Un tel empressement à liquider l’étape de la ratification, jugée par trop encombrante et à laquelle on ne confère aucune dimension de socialisation à la chose publique européenne, n’est pas dénué de paradoxes. Portée par un discours structuré autour de l’idée qu’il ne faut plus perdre de temps, le regard fixé à un horizon d’attente défini en termes de résultats pratiques, l’UE semble se construire dans l’effacement des traces de son processus de fabrication et dans l’oubli instantané des épreuves qui parsèment son chemin, celles-là même qui la constitue pourtant en expérience historique et politique. (….) Ce moment de la ratification est ainsi assimilé à un exercice formel tenu pour nul et sans effet dans la dynamique de l’intégration politique européenne ; une simple opération juridique en somme, sans fonction politique constitutive.

 

Or, en accordant un potentiel de politisation et de légitimation aux chantiers européens qui seront lancés une fois le traité ratifié, c’est-à-dire en faisant dépendre l’adhésion populaire à l’UE des bénéfices supposés que les citoyens européens seront susceptibles de tirer des politiques européennes, on maintient ces citoyens, conformément à une logique fonctionnelle de résultats, dans une position d’extériorité par rapport à l’histoire européenne en train de se faire. Ils en sont réduits à la posture d’agents passifs, tout juste aptes à reconnaître, le cas échéant, les avantages, pour leurs intérêts bien compris, d’actions européennes  (……)

 

Là où la publicisation de cette séquence de ratification crée les conditions d’une réappropriation de la question européenne par les citoyens, et donc, en retour, rend possible  la légitimation du processus européen en le construisant en objet politique, la volonté de s’en débarrasser sans éclat répète, au contraire, le même geste de défiance à l’égard du corps politique.
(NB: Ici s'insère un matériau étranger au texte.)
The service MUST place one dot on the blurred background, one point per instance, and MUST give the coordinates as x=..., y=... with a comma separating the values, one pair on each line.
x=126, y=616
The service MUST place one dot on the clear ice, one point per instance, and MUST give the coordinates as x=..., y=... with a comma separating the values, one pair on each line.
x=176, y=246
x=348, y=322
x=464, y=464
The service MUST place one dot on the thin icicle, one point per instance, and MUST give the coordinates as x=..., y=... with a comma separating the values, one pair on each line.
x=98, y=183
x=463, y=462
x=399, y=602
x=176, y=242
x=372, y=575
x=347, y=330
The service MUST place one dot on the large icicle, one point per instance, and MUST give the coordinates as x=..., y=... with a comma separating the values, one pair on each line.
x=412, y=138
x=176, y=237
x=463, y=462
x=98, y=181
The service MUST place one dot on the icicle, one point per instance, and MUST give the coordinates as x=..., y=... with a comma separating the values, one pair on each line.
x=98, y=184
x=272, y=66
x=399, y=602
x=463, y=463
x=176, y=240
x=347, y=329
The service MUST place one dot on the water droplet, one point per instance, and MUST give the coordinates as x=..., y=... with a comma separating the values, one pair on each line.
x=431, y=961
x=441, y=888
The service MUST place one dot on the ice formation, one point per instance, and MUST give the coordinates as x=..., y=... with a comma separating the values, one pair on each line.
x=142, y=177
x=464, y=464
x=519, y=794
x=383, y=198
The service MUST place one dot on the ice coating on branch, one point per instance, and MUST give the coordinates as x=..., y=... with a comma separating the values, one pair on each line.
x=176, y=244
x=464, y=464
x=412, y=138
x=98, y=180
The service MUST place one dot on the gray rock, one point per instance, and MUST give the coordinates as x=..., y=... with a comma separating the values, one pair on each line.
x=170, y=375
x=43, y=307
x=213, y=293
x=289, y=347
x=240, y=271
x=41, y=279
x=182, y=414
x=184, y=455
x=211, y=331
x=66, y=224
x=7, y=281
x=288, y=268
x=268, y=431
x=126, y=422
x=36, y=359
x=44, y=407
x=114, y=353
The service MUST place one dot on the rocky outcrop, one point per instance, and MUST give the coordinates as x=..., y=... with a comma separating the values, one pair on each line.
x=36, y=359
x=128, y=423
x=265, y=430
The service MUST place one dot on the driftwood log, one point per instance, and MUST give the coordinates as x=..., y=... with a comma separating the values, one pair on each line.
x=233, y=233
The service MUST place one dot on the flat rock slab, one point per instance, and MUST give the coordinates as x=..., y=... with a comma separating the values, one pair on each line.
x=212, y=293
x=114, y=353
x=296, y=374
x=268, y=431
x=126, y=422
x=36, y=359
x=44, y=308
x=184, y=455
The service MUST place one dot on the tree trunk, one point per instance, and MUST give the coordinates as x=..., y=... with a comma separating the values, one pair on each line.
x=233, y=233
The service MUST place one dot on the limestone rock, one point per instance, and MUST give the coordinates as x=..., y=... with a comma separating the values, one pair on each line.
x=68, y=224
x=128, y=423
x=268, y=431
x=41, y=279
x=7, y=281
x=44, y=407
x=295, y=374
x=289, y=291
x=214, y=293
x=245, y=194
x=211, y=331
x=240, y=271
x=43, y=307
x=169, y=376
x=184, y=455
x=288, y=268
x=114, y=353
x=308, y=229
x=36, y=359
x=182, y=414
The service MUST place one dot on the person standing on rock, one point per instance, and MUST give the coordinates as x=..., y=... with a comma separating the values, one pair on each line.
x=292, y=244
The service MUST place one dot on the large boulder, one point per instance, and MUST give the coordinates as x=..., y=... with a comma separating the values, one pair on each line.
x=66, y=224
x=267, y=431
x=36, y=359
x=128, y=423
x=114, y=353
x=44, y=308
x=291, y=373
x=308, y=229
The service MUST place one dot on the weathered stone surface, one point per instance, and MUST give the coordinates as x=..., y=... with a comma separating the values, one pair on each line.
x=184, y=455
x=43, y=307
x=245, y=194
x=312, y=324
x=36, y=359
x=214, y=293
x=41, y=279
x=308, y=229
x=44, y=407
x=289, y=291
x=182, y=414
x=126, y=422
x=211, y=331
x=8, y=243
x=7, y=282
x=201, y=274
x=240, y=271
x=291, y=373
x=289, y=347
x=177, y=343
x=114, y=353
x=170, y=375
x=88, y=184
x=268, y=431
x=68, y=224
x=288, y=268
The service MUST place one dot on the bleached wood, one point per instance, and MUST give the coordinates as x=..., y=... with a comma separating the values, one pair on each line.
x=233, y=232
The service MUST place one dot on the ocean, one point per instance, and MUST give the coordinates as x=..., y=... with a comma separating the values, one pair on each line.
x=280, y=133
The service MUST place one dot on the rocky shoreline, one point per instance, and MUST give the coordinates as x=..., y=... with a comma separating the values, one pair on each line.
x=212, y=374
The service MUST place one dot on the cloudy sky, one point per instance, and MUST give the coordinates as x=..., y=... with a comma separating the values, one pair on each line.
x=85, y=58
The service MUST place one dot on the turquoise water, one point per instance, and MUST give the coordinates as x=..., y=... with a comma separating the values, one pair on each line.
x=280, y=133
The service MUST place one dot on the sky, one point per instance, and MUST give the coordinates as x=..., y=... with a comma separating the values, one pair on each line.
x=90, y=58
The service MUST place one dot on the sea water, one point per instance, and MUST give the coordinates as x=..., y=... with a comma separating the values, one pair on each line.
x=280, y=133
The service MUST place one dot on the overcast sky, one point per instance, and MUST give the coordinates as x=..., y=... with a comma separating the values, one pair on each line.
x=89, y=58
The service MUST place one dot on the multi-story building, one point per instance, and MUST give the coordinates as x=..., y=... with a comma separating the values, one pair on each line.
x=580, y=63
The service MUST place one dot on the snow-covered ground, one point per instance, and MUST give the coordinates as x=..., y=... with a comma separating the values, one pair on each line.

Alors que la ratification du traité de Lisbonne gagnerait à occuper le devant de la scène publique européenne, elle sera vraisemblablement réduite à quelques polémiques stériles et à un débat parlementaire vite expédié un jour de vote ! (……..)

 

Or, comment affirmer la volonté d’œuvrer à la réalisation d’une « Europe politique » quand la structure même des discours qui sont censés porter cette affirmation et cette volonté concourt à la dépolitisation de l’objet en question ? Comment incarner un tel projet politique lorsqu’à la première occasion on s’attache à neutraliser la fonction politique et sociale de dispositifs qui en auraient rendu l’affirmation possible? Comment rendre l’« Europe plus démocratique » et plus légitime, comment lutter contre le désintérêt supposé des citoyens pour l’UE, lorsque l’un des premiers gestes politiques réalisés après la signature du traité de Lisbonne a consisté à réclamer que l’on se débarrasse au plus vite de la ratification ?

 

L’UE se constitue également en sujet politique dans des processus symboliques et pratiques. Là où, par-delà le oui et le non, les référendums de 2005 légitimaient le processus de construction européenne en autorisant sa contestation et le conflit en interprétation, on assiste, au contraire (…) à un mouvement inverse de délégitimation du processus européen en reproduisant les mêmes pratiques d’évitement et en taisant, finalement, le fait politique européen lui-même, au profit d’une Union réduite à une « boîte à outils » sans histoire.

 

Il n’est pas beaucoup d’occasions de voir la question européenne occuper l’agenda politique des Etats membres de l’UE. En voilà une de moins."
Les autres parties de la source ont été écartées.